Tradición y modernidad

Una tarde, mientras deambulábamos de vino en vino, un amigo me comentó casi con desprecio que en Bilbao no se organizaban cosas: ni conciertos, ni obras de teatro, ni exposiciones más allá de las programadas por las instituciones de siempre. Que era una ciudad culturalmente muerta. Y era curioso porque a mí me daba la sensación de lo contrario. Que sólo había que rascar. En la zona de Zorrozaurre, por ejemplo, descubrí hace poco gracias a Richard Sahagún la variada programación teatral de La Hacería, incluidos esos viernes de jazz con improvisación final. A pocos metros, Pabellón 6 sigue impulsando un teatro cercano, además de un entorno alternativo. El paseo junto a la ría ayuda a experimentar la sensación de que uno está en un sitio distinto. Caminando por Olabeaga oí decir a unos turistas que Bilbao cada vez se parecía más a Berlín, Burdeos o Manchester. Como no soy dado al cosmopolitismo, sigo convencido de que Bilbao sólo se parece a sí misma. Y menos mal. Y que cualquiera puede encontrar una cada vez más variada oferta de ocio. Sólo hay que adentrarse en la agenda que se publica a diario en los periódicos o la programación de actividades que edita mensualmente el ayuntamiento.
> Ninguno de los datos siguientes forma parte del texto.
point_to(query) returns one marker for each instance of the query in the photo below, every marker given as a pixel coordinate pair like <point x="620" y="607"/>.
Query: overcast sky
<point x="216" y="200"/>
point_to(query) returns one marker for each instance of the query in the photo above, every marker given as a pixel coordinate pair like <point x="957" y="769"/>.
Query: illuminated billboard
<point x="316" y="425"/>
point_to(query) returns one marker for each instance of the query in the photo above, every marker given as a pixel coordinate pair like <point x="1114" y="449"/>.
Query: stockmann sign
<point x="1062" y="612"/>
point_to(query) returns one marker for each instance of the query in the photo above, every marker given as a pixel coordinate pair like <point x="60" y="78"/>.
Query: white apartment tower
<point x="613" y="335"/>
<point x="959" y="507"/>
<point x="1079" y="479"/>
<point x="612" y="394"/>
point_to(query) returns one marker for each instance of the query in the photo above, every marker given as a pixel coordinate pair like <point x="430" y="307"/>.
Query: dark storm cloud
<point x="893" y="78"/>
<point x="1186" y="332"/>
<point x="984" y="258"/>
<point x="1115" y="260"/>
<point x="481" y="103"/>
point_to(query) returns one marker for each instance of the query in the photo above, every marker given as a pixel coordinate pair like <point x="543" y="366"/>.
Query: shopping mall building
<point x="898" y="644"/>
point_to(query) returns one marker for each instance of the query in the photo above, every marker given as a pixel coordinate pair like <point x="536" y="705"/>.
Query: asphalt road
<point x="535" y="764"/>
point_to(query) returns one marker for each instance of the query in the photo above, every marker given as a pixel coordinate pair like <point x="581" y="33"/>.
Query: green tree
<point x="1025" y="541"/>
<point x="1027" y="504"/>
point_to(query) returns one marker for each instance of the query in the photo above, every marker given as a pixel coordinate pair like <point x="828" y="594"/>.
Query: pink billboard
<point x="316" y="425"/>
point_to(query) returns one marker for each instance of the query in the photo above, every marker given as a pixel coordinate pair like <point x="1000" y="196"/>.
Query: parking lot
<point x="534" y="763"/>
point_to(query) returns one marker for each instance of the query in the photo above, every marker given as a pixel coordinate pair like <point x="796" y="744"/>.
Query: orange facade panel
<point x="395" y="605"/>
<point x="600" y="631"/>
Sin ir más lejos, esta misma mañana se ha presentado la programación anual de la Biblioteca Foral de Bizkaia —para los despistados, ese edificio acristalado junto a la Diputación o frente a La Viña—. Treinta y siete actividades distintas entre conferencias, exposiciones, encuentros literarios, concursos, suelta de libros, publicaciones, homenajes… En breve podremos ver la exposición de Marta Pérez Elosua titulada Oihal Artean/Entre Telas: veinte fotografías en gran formato de modelos luciendo los diseños de una decena de jóvenes creadores vascos en entornos escogidos de nuestra geografía: Bilbao, Gernika, Laguardia, el Bosque de Oma, el Puente de Portugalete… Tradición y modernidad de la mano para una ciudad en constante movimiento.